Neil Leitch, chief executive of the Early Years Alliance, said: “Our sector is being crippled by a combination of sustained underfunding and poor policy-making. Education starts long before a child reaches the school gates. If the government is truly committed to ensuring that every child gets a world-class education, it is absolutely critical that it invests what is needed into our vital sector before the early years is damaged beyond repair.”

He added: “There’s no doubt that those working in the early years sector deserve to be paid more, but years of underfunding has pushed settings to a cliff edge, and with soaring inflation and rising energy prices, it will be impossible for settings to stay open if wages increase to this extent without additional government investment.”

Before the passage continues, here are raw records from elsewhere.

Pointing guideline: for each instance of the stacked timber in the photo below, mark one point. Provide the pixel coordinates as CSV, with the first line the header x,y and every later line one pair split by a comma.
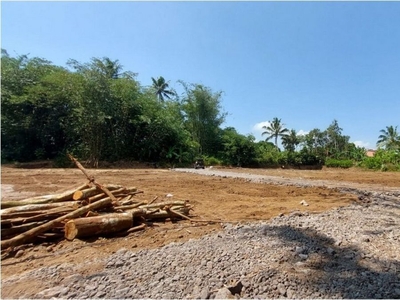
x,y
88,210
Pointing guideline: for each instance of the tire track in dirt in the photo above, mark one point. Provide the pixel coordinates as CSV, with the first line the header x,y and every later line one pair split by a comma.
x,y
350,187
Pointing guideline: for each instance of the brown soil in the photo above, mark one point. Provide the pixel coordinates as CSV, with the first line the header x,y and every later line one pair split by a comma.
x,y
214,198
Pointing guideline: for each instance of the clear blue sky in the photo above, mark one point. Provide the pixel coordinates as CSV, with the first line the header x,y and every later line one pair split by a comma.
x,y
306,63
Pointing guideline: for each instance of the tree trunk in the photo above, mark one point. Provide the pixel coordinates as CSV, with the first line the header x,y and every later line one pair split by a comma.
x,y
65,196
39,208
82,194
13,231
99,225
30,234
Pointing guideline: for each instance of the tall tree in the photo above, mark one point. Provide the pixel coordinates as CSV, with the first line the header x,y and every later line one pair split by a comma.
x,y
274,130
290,141
203,117
389,138
161,90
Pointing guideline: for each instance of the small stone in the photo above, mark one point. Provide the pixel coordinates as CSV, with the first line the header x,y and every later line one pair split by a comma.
x,y
282,289
303,256
224,293
19,253
303,202
331,251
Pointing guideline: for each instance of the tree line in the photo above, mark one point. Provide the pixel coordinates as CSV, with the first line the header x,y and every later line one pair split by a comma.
x,y
99,112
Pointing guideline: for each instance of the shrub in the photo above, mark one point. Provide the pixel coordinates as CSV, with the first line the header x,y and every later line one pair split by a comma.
x,y
338,163
212,161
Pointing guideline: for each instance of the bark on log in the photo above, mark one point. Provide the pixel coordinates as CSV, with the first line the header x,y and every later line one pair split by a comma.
x,y
13,231
65,196
86,193
30,234
92,180
39,208
99,225
50,215
163,214
166,203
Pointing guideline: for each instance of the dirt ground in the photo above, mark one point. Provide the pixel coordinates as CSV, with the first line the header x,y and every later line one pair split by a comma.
x,y
214,198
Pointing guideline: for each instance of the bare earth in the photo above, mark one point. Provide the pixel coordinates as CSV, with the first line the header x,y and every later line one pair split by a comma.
x,y
214,198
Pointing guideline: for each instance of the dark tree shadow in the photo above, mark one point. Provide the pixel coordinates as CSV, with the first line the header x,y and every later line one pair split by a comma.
x,y
338,271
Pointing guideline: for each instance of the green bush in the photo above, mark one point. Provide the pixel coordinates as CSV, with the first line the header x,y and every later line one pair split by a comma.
x,y
383,160
338,163
212,161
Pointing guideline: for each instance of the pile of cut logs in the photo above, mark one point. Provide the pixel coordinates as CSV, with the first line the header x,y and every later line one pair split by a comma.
x,y
89,210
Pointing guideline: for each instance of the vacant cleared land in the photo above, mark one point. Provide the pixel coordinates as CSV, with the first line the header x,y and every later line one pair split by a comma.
x,y
214,198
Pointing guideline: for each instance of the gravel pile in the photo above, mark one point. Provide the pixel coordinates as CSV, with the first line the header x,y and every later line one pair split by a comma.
x,y
350,252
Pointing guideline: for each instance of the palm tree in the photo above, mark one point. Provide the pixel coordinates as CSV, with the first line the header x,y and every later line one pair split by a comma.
x,y
111,69
389,138
290,141
275,129
160,87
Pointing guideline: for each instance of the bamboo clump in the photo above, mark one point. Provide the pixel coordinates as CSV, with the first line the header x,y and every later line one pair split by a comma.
x,y
91,209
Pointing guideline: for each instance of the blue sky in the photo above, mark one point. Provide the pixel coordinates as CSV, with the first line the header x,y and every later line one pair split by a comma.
x,y
306,63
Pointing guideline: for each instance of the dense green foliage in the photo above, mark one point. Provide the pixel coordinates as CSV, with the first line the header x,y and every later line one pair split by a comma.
x,y
339,163
99,112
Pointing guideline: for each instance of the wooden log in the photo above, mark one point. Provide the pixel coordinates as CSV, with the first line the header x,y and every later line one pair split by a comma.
x,y
30,234
164,214
165,203
86,193
39,208
50,215
92,180
99,225
13,231
103,195
128,207
65,196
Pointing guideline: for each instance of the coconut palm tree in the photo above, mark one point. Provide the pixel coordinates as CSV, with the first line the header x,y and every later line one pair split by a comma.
x,y
389,138
161,88
275,129
290,141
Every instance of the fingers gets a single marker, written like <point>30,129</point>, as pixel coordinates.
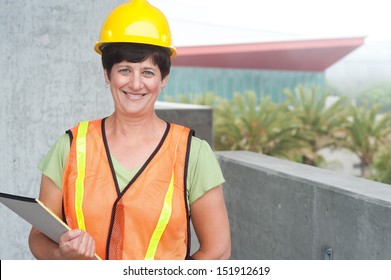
<point>76,244</point>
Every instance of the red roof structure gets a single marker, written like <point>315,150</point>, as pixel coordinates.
<point>303,55</point>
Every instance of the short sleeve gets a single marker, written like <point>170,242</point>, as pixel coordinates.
<point>204,171</point>
<point>53,164</point>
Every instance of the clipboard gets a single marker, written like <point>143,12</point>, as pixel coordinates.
<point>37,214</point>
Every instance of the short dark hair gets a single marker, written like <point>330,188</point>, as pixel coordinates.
<point>133,52</point>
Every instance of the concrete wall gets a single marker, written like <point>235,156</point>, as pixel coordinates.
<point>284,210</point>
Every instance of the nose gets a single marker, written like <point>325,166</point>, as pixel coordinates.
<point>135,82</point>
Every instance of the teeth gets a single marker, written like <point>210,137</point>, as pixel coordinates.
<point>134,96</point>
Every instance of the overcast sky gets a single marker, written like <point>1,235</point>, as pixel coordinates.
<point>226,21</point>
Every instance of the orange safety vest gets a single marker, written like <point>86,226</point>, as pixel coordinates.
<point>149,219</point>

Janet King, sector manager for education and childcare at NCFE, said: “Time and time again we see support for early years fall down the priority list for the government, despite the vital service it provides parents and carers nationally, and the impact it has on a person's life chances. The consistent underfunding, as highlighted by a recent Institute of Fiscal Studies report, is causing a steep decline in the number of those wanting to enter the sector, only adding fuel to the fire of the ongoing recruitment and retention crisis.”

Meanwhile, education leaders have raised concerns that the increased funding for schools does not meet rising costs.

Dr Karen Roberts, chief executive of The Kemnal Academies Trust, said: “It is welcome news that the chancellor has acknowledged schools’ requirements for funding and has made some headway in bridging the gap today. However, with costs rising, on average, by seven per cent, it is not clear where the extra funding needed to plug the gap will be found. My concern is that it will be up to individual schools to find the money.”

According to the statement, the Department for Education’s departmental spending limit is set at £81.2bn for 2023/24 with a capital budget of £7bn while the figures for 2024/25 stand at £82.6bn with a capital budget of £6.1bn.

The Department for Digital, Culture, Media and Sport, which oversees youth work, has an annual departmental spending limit of £1.6bn in 2023/24 and 2024/25 and a capital budget of £1.1bn for 2023/24 and £1.2bn for 2024/25.